Ukrainian President Petro Poroshenko accused Russia’s Vladimir Putin of wanting to annex his entire country and called for NATO to deploy warships to a sea shared by the two nations. Russia seized three Ukrainian navy ships and their crews near the Crimean peninsula, which Moscow annexed in 2014, over what it said was their illegal entry into Russian waters — a charge Ukraine strongly refutes.

The Republic of Crimea, officially part of Ukraine, lies on a peninsula stretching out from the south of Ukraine between the Black Sea and the Sea of Azov. It is separated from Russia to the east by the narrow Kerch Strait.

SEA CLASH

As Ukraine points out that this seizure of vessels violated the 2003 agreement between the two nations on treating the Sea of Azov and the Kerch Strait as shared waters without any restrictions. But the  Kremlin claimed that the Ukrainian ships entered Moscow's territorial waters without submitting the correct transit applications that Russia introduced in recent months to "ensure safe navigation".

As tension escalated, Ukrainian President Petro Poroshenko on Wednesday signed an act imposing martial law for 30 days in regions bordering Russia, the Black Sea and the Sea of Azov. Amid a threat of "full-scale war", Western governments have rallied behind Kiev, accusing Russia of illegally blocking access to the Sea of Azov and using force without justification.

UKRAINE –CRIMEA RELATION

Crimea was annexed by the Russian Empire during the reign of Catherine in 1783 and remained part of Russia until 1954, when it was transferred to Ukraine under the then Soviet leader Nikita Khrushchev.

After Ukrainian independence, political figures from the local Russian community sought to assert sovereignty and strengthen ties with Russia through a series of moves declared unconstitutional by the Ukrainian government. The 1996 Ukrainian constitution stipulated that Crimea would have autonomous republic status, but insisted that Crimean legislation must be in keeping with that of Ukraine. Crimea has its own parliament and government with powers over agriculture, public infrastructure and tourism.

UKRAINE-RUSSIA TENSION

The port of Sevastopol is a major naval base and has been home to the Black Sea Fleet since 1783. Following the collapse of the USSR, the fleet was divided up between Russia and Ukraine. The continuing presence of the Russian fleet in Sevastopol has been a focus of tension between Russia and Ukraine. In 2008, Ukraine - then under the pro-Western President Viktor Yushchenko - demanded that Moscow not use the Black Sea Fleet during the its conflict with Georgia. Both countries had agreed to allow the Russian fleet to stay until 2017, but after the election of the pro-Russian Viktor Yanukovych as president in 2010, Ukraine agreed to extend the lease by 25 years beyond 2017, in return for cheaper Russian gas.

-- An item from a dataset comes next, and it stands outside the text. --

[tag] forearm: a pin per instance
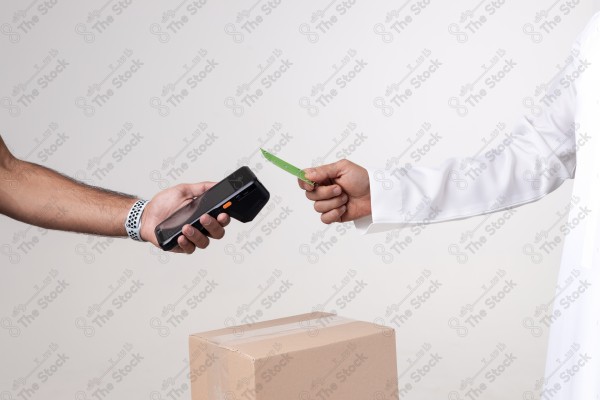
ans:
(39, 196)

EVALUATION OF THE CONFLICT

It is the most dangerous clash at sea off Crimea since Russia annexed the Ukrainian peninsula in 2014. The risk is that the conflict in eastern Ukraine could intensify. The pro-Russian separatists there have Russian heavy weapons, while Ukraine has received help from the West. They have been fighting since April 2014.Russia opened a bridge over the Kerch Strait this year, tightening its grip on Crimea.

Russia regularly inspects Ukrainian ships in the Sea of Azov, imposing extra costs on Ukraine. The area is vital to the Ukrainian economy - steel, grain and other goods pass through it. The clash underlines the risks in the disputed waters off Crimea, which is recognised internationally as Ukrainian. The Ukraine-Russia conflict has also widened religious schisms.

There has been renewed Western diplomatic pressure with the UN Security Council and NATO calling on Moscow and Kiev to de-escalate tensions. But the hardships from the economic sanctions since Crimea’s occupation have achieved little by way of confidence-building in the region. The geopolitical imperative of greater engagement with Moscow has never been more urgent, as hawks in the U.S. administration make no secret of their preference for confrontation over dialogue. The humanitarian situation arising from the continuing conflict brooks no delay in arriving at a speedy resolution.